Так просто. Анцилла скачивает информацию, а я на досуге могу ее изучать. Я помедлил, потом протянул свою руку. И тут я увидел такое же красное свечение на моих пальцах. В глубине моих мыслей появилась анцилла, не голубая, а красная, как кровь… и жадная.
Я никогда не чувствовал такого истинного, незамутненного инстинкта – я могу сказать «страсти», – какую испытывала анцилла при сборе информации.
Наши пальцы соприкоснулись. Он взял мою маленькую ладонь в свою огромную.
– Закрой глаза, – сказал он. – Будет проще сосредоточиться.
Я закрыл глаза. Некоторое время спустя – я потерял счет времени, но, возможно, прошли часы или дни – я открыл их. Броня пощипывала мою кожу. Внутри я чувствовал жар, чуть ли не огонь. Это ощущение постепенно теряло силу, но сосредоточиться мне все еще было трудно. Дидакт передо мной был как в тумане, он стал чуть ли не тенью.
Я попытался выйти на мою анциллу. Она возникла в красно-голубом свечении, подрагивая так, что смещалась в своем положении.
– Получилось? – спросил я. – Я себя неважно чувствую. Анцилла словно сломалась, отключилась…
– Не получилось, – сказал Дидакт, убирая руку. Прошло всего несколько минут. – Манипуляру не по силам эти знания. Я должен был сообразить. Воспринять столько может только первая форма.
– Тогда что я могу сделать? Что мне остается?
Дидакт ответил не сразу.
– Проведай людей, – сказал он наконец. – Мы скоро отправляемся в путь.
Люди в своей каюте то ли спали, то ли погрузились в гейс Библиотекаря – этого определить я не мог. Их глаза были закрыты, и они лежали, свернувшись калачиком и прижавшись друг к другу. Я решил не трогать их. Судя по моему собственному недавнему опыту, обрушение на них такого объема информации и с такой скоростью как внутри, так и снаружи было жестоко. Я не знал, сохранят ли они здравомыслие, смогут ли стать хотя бы отдаленно такими, какими были прежде.

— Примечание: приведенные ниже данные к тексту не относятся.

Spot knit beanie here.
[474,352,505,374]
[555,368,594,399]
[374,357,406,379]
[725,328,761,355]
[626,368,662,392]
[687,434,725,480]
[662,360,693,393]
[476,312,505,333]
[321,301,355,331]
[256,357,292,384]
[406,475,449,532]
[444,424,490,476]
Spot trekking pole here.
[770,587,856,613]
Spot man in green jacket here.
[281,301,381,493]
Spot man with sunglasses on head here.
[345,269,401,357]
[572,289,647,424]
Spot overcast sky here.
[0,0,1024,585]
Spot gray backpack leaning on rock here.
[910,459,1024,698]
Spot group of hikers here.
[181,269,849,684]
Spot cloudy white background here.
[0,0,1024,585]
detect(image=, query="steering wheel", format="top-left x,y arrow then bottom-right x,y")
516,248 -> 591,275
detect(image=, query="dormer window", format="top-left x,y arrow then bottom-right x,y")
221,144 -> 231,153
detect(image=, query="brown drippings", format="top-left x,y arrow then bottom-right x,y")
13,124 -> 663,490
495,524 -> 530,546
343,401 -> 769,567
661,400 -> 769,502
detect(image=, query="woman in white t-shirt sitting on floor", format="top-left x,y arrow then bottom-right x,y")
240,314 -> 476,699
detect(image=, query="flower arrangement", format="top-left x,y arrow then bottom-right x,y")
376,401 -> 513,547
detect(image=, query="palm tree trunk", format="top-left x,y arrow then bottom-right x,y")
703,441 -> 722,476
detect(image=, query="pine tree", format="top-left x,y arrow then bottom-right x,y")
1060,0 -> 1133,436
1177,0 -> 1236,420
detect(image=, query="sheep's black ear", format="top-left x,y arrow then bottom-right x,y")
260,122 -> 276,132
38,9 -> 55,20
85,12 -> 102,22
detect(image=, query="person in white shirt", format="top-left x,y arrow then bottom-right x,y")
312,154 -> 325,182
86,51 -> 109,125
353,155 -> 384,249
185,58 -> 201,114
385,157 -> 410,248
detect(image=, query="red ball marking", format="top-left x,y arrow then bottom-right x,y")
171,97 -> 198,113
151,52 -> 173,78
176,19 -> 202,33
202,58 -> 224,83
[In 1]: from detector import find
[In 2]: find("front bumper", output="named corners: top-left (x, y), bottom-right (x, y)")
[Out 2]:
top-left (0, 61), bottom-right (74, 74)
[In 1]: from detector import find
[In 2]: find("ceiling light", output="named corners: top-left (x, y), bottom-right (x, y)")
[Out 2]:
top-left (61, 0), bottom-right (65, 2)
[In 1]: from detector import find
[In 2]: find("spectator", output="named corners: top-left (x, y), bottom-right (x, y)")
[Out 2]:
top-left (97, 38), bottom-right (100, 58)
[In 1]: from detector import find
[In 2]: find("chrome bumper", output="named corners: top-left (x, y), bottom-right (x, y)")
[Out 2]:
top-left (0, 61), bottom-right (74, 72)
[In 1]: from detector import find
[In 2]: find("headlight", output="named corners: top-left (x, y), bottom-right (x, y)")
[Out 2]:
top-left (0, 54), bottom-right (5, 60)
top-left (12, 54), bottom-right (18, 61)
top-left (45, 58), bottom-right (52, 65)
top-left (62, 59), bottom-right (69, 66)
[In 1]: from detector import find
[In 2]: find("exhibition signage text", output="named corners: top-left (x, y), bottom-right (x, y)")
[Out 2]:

Остаточная боль от неудавшейся передачи делала меня несчастным. Даже броня не могла сразу рассеять ее. Хуже того, анцилла нательной брони противилась перегрузке. Пока она, казалось, винила меня, а не собственную жажду знаний. Я реально ощущал ее неровные неодобрительные пульсации.
Я лег рядом с людьми, потом перекатился по палубе, сжимая руками шлем и скрежеща зубами.
Райзер встал надо мной, прощебетал сочувственно.
– Он сделал тебе больно, этот человекоубийца? – спросил он. В нескольких шагах за его спиной маячил Чакас, его лицо было бледным, болезненным.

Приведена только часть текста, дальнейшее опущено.